I believe the same thing will happen, again, but this time it is the active ingredient in plants of the Aristolochia genus, aristolochic acid, that will, at some point in the future, hit the headlines.
At the annual meeting of the American Society of Clinical Oncology (ASCO) held in Chicago from 3rd to 7th June, Professor Arthur Grollman gave what is known as a poster presentation of the latest work he and his colleagues have completed on the potential effects of aristolochic acid. It was Professor Grollman who demonstrated that the presence of Aristolochia clematitis in wheat fields in the Balkans was the cause of the condition then known as Balkan endemic nephropathy (BEN), a chronic renal disease associated with complete kidney failure and cancer of the upper urinary tract.
After wrongly formulated Traditional Chinese Medicine (TCM) was found to be responsible for an outbreak of end stage renal disease and urothelial cancer in women in Belgium who had been given preparations to assist weight loss, Professor Grollman began to look at the possibility of widespread poisoning in Taiwan. The Belgian incident resulted from confusion between Aristolochia fangchi and Stephania tetrandra. In Chinese, Aristolochia fangchi is known as ‘Guang Fang ji’ and Stephania tetrandra is ‘Han Fang ji’ and the two have some limited physical similarities. The question was whether use of the wrong herb was an isolated incident or whether the two plants were used interchangeably in TCM.

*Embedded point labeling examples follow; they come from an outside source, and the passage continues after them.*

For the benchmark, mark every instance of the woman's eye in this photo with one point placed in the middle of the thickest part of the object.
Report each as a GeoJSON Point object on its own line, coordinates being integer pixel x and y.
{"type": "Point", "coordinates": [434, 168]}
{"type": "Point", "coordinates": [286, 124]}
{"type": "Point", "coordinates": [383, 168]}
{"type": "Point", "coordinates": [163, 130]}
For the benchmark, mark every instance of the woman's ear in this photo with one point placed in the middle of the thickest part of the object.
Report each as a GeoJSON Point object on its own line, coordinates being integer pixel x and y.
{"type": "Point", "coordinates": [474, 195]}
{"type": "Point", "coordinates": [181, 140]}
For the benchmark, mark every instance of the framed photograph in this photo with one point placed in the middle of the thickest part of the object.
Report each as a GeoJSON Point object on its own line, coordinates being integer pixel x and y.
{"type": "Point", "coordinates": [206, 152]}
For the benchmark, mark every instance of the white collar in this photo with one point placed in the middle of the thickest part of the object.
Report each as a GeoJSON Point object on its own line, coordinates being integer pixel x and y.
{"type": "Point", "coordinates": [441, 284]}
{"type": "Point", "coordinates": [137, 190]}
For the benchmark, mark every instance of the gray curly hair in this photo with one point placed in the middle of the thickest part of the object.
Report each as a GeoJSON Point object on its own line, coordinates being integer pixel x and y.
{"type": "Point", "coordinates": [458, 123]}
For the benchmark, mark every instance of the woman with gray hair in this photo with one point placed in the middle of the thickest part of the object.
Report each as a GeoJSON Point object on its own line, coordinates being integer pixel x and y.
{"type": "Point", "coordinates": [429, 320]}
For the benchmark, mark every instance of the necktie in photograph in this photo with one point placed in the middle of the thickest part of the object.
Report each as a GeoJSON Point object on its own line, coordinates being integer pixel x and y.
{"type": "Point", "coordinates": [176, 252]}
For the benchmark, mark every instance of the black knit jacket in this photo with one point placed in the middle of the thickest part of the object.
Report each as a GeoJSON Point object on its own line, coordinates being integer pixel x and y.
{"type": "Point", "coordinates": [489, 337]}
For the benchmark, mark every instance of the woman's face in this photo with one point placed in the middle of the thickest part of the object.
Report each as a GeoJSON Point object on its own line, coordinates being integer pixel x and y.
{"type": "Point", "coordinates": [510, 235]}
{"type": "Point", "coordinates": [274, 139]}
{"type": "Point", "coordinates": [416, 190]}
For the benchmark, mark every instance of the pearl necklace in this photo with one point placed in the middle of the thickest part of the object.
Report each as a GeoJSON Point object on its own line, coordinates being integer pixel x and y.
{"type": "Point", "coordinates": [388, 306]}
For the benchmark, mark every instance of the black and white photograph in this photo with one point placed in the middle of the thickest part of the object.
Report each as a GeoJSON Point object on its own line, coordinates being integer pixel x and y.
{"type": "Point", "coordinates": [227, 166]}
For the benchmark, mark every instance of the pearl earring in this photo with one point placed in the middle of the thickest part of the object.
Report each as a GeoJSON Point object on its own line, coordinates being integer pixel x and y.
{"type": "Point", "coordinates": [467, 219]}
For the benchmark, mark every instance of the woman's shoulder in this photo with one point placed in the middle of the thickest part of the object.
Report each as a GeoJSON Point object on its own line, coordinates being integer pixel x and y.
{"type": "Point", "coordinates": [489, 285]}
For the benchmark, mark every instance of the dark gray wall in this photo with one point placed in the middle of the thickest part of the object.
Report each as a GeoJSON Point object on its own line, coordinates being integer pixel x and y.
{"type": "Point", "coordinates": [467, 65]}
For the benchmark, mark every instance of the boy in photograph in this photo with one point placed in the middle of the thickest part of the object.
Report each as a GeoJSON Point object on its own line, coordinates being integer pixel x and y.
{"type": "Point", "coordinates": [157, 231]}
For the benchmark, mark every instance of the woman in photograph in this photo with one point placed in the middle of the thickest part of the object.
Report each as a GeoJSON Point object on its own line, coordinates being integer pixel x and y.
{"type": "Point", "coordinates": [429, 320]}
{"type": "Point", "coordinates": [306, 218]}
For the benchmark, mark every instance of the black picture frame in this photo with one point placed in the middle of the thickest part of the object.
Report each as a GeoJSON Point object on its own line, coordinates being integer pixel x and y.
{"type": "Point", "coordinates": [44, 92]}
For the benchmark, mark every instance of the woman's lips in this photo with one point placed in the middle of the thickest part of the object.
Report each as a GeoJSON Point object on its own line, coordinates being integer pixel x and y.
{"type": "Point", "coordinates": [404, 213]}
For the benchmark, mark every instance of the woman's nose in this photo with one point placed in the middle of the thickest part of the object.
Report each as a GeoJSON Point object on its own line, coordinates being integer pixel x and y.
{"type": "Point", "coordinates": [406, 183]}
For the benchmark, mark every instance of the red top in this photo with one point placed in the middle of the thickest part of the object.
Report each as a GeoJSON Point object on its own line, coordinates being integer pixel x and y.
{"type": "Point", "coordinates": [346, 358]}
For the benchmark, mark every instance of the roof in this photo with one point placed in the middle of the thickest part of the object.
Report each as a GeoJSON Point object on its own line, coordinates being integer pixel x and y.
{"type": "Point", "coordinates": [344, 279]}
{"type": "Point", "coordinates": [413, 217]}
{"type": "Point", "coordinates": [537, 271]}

In earlier work, Professor Grollman had established that poisoning by aristolochic acid results in DNA changes that can be seen years after the poisoning incident and are present even if only small amounts of the poison have been ingested.
In the latest work, samples of tissue removed from 48 patients during cancer surgery were tested and the DNA changes associated with aristolochic acid were found in nearly one third. The conclusion given to the meeting is that aristolochic acid poisoning, ‘a silent, yet widespread iatrogenic disease, is an international public health problem of significant magnitude’. Because of the widespread use of CTM, it is believed that one third of the population of Taiwan may be at risk of renal disease.
The effects of aristolochic acid are cumulative and can take many years to result in disease if the dosage is low, so it is likely that lower life expectancy has prevented this problem coming to the fore. Certainly, in the Balkans, aristolochic acid nephropathy (AAN), the name now given to BEN, only became known since the 1950s.
Because the debate about TCM versus ‘Western’ medicine rapidly becomes political there does not seem to have been any investigation of the possible extent of aristolochic acid in the People’s Republic of China but, if similar products to those found in Taiwan are in use on the mainland, then many millions of people may be at risk of death from kidney failure of urinary tract cancer in the next few decades.
You would think the possibility of millions of people dying early would get a fair bit of attention from the media and, in time, I suspect it will. For now, however, the poster presentation title, "Aristolochic acid nephropathy in Taiwan" produces only 17 results in Google.